Apple pays Google roughly $1 billion a year for access to its AI models. The company is also designing Campos so the underlying models can be swapped out over time, giving Apple the option to move away from Google if it develops or adopts alternatives later.
Apple has also tested the chatbot with Chinese AI models, signalling plans to bring the feature to China, where Apple Intelligence is not yet available.
Rising pressure from OpenAI
The urgency behind Apple’s chatbot push is heightened by OpenAI’s growing ambitions. Bloomberg notes that OpenAI is working toward turning its software into something closer to an AI operating system, while also developing new devices under former Apple design chief Jony Ive.
OpenAI has also hired dozens of former Apple engineers in recent months, a move that has reportedly unsettled Apple executives. Combined with OpenAI’s scale and pace, this has raised concerns inside Apple about a future competitor encroaching on its core business.

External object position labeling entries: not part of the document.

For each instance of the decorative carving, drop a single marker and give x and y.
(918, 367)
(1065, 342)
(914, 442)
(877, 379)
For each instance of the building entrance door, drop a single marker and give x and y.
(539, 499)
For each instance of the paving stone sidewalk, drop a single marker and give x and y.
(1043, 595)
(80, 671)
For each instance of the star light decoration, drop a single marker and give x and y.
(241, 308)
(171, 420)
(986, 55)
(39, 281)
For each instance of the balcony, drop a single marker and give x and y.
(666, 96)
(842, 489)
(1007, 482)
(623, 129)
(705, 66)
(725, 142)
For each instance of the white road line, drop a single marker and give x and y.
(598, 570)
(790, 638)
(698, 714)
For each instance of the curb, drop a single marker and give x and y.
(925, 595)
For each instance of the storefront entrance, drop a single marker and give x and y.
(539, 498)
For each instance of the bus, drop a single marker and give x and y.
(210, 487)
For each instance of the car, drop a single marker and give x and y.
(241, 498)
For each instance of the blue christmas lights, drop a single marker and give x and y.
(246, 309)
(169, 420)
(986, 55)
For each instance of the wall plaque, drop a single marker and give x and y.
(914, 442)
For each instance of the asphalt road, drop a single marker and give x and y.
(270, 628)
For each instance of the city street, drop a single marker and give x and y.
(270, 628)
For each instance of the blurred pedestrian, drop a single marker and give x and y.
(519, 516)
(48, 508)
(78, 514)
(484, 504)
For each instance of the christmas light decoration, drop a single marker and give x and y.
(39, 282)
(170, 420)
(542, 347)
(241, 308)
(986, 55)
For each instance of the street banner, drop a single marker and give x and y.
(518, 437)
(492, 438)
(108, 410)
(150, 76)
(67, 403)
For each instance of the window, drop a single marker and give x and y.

Leadership changes behind the shift
The chatbot effort follows changes at the top of Apple’s AI organisation. Bloomberg reports that longtime AI chief John Giannandrea was removed from his role in December, with Federighi taking tighter control over AI development.
Apple has also hired Amar Subramanya as a vice president of AI reporting to Federighi. Subramanya previously worked on Gemini at Google, reinforcing the sense that Apple is drawing more directly from external AI expertise as it reworks Siri.
Apple’s Siri chatbot is a re-calibration
Taken together, Apple’s chatbot plans suggest less of a sudden leap forward and more of a re-calibration. The company is moving toward the interface users now expect, while still trying to preserve its focus on system integration and privacy.
The result is a hybrid approach: a chat-style assistant built into the operating system, powered largely by external models, and shaped by Apple’s constraints rather than Silicon Valley hype.
Whether that balance is enough to close the gap with rivals remains an open question. What is clear is that Apple no longer sees avoiding chatbots as a viable option.